23 Skidooobie doobie doooo you know what I mean?

Mistress of Denial, and Lord of the Heels;

I need a snarkilicious answer to my dilemma: how do agents generally respond to words that are common in recent slang, but not embraced by dictionaries, and perhaps not widely-recognized? Say, a word like "snarky" which my American Heritage Dictionary doesn't list, and even dictionary.com defines as slang (though I could swear it's an official word in England)? Are too many of these relatively newer slang words, especially on page one of a manuscript, poo-pooed by agents--or poo-pooed on by KY? (You're dissing my hound's hygiene, ya skell)

And what about a word an author makes up consisting of a commonly used noun with a suffix not intended to be used with that noun, even though the resulting linguistic aberration would make sense to the average reader? For example, pretend it's 1990, and you saw the word "fashionista" for the first time on page one of a newbie's manuscript; long before that word entered American lexicon, or the prodigious vocabulary of Miss Snark. Are you turned off or turned on?

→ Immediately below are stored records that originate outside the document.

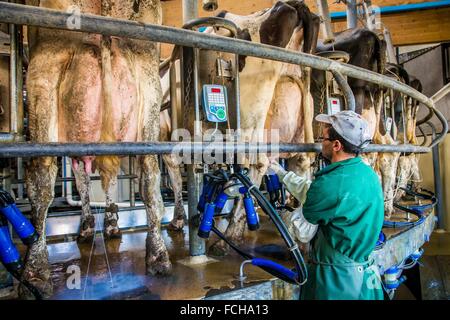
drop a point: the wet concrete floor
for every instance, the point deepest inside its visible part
(127, 279)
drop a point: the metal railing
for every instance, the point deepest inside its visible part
(47, 18)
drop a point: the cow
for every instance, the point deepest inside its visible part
(291, 110)
(367, 50)
(92, 88)
(275, 26)
(406, 118)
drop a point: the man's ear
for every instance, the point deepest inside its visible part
(337, 146)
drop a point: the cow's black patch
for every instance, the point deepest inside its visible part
(277, 29)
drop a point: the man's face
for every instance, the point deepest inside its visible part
(327, 145)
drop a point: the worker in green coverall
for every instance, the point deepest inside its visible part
(343, 211)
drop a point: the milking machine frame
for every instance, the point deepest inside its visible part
(41, 17)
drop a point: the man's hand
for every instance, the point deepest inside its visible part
(5, 198)
(298, 226)
(277, 169)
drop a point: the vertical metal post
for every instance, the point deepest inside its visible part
(14, 98)
(352, 16)
(238, 100)
(392, 57)
(173, 97)
(437, 181)
(132, 189)
(196, 244)
(324, 13)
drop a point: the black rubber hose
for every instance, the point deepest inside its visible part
(248, 256)
(267, 207)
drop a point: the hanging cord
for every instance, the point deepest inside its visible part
(97, 227)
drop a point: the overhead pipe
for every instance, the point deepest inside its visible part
(11, 150)
(401, 8)
(20, 14)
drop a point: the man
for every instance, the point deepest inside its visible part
(342, 210)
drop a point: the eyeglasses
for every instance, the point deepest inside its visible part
(321, 139)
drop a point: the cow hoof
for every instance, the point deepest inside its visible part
(218, 249)
(159, 265)
(176, 225)
(87, 230)
(85, 237)
(42, 288)
(39, 280)
(113, 233)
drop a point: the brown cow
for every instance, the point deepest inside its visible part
(91, 88)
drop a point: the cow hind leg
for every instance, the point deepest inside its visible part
(40, 180)
(157, 257)
(87, 223)
(179, 215)
(109, 169)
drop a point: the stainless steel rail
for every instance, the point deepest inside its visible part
(9, 150)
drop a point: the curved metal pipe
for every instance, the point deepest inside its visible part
(212, 21)
(27, 15)
(11, 150)
(348, 93)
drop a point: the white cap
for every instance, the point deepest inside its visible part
(350, 126)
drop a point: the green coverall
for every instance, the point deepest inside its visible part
(346, 201)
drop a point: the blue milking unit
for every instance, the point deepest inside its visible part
(220, 186)
(9, 256)
(393, 277)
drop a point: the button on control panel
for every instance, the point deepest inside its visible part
(215, 102)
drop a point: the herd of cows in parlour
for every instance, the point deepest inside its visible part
(85, 87)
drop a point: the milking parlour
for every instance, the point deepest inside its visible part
(224, 150)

I'm not saying my novel is riddled with them, but would a made-up word (that made sense, of coursea) in addition to a recently minted slang word or two on the first page of a manuscript make you reach for the gin pail? For the wrong reasons, that is.

Then again, is there ever a wrong reason to reach for the pail?

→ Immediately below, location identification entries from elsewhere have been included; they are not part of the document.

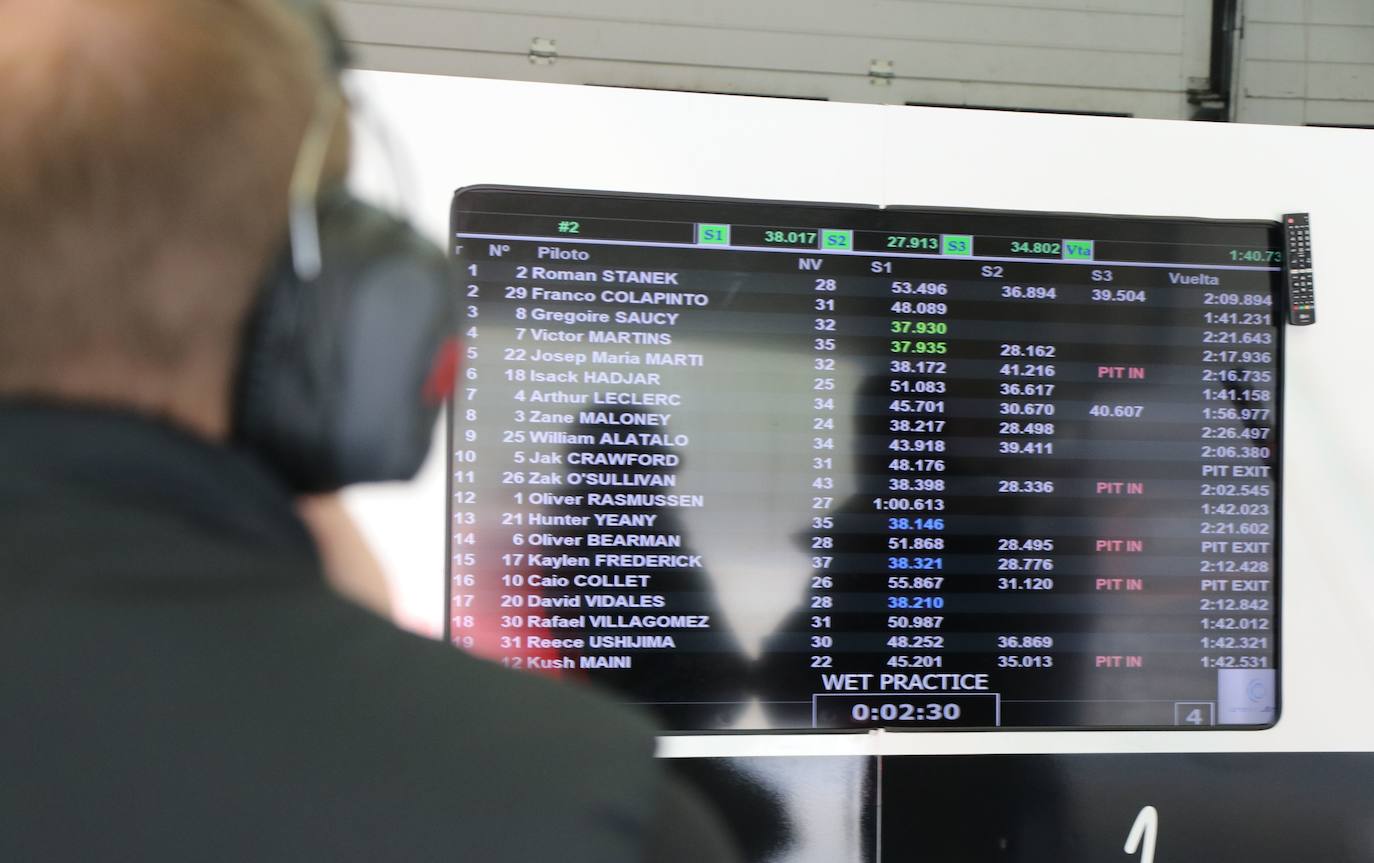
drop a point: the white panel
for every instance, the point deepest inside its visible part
(1040, 24)
(1343, 113)
(805, 85)
(1340, 81)
(1277, 11)
(1274, 111)
(1275, 41)
(1274, 80)
(547, 135)
(643, 43)
(1343, 13)
(1329, 44)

Well sadly yes, there is one time when reaching for the pail is wrong wrong wrong.
That is when Miss Snark's hair is on fire.
Let's just say "Darwin Awards" queried Miss Snark that year...and not for the right reason.

Now, about your slangalang problemo.
Faggedaboudit.

If yanno (tm/pp) y'all are using the Queen's English in ways that make the Queen cry "Artemis Fowl", fine and dandy by me.

If I can understand it, I'll read it.

However, slang is a potent weapon in your diction arsenal and like Killer Yapp's delicate pink snout, you have to careful not to put it in the wrong place.

(KY: ya, the nose knows!)

10 comments:

~~Olivia said...

Slang will date a manuscript faster than you can say nitwit.

Anonymous said...

Yeah Olivia, but when it works, it works. Don't you think? And when it's over done, it sucks. As my daughter would say, "Whatever."

Peace Out Georgia Girl

jeanjeanie said...
This comment has been removed by a blog administrator.
Samuel L. Bronkowitz said...

That's a nitwit thing to say. Real people use slang in real conversations all the time. It's how we talk, and it's realistic.

Unless you think you have the next Huckleberry Finn on your hard drive, get over yourself.

jeanjeanie said...

Um. I posted a whole comment here about A Clockwork Orange and 1984 and how real people use slang in every day language so why shouldn't characters and I have no earthly idea how that got replaced by a post I made to my own blog. Blogger is being very wacky today, is all I know for sure. Sorry about the weird randomness. Carry on.

kis said...

"Groovy" is passe, "peachy-keen" even more so. "Transportate" is timeless.

Sorry, I couldn't stop myself. It's that dang alien hand syndrome again. :)

AstonWest said...

Nothing beats having someone mention how they tried to (and couldn't, of course) find your made-up words in the dictionary, though...that's always my favorite.

McKoala said...

Groovy is back in some circles.

Anonymous said...

Far-out, man. If it fits the character and is easily understood by the reader it only makes the story better. -JTC

Anonymous said...

This post dovetails with the footnotes post above. I'm not really a David Wallace fan but I think Inifinite Jest should have been mentioned in the recent NYT straw poll. Footnotes with a program, as well as the neologic verbs
"to X" -- to have sex with, impyling an obliteration of self

"to demap" -- to harm or kill someone by damaging their face (continuing theme of identity loss)

"to go SACPOP" -- the eschatonic form of going postal

the neologic nouns "grievous bodily harm" -- a dyslexic retronym for the real life drug abbreviated GHB

"howling fantods" -- a form of peevish temper tantrum

as well as the preexisting "Bob Hope," "White Wedding," "pillow-biter," and "PGOAT."

Without fourth-wall punctures, I think slang helps accomplish that transportative thing they were talking about a while back.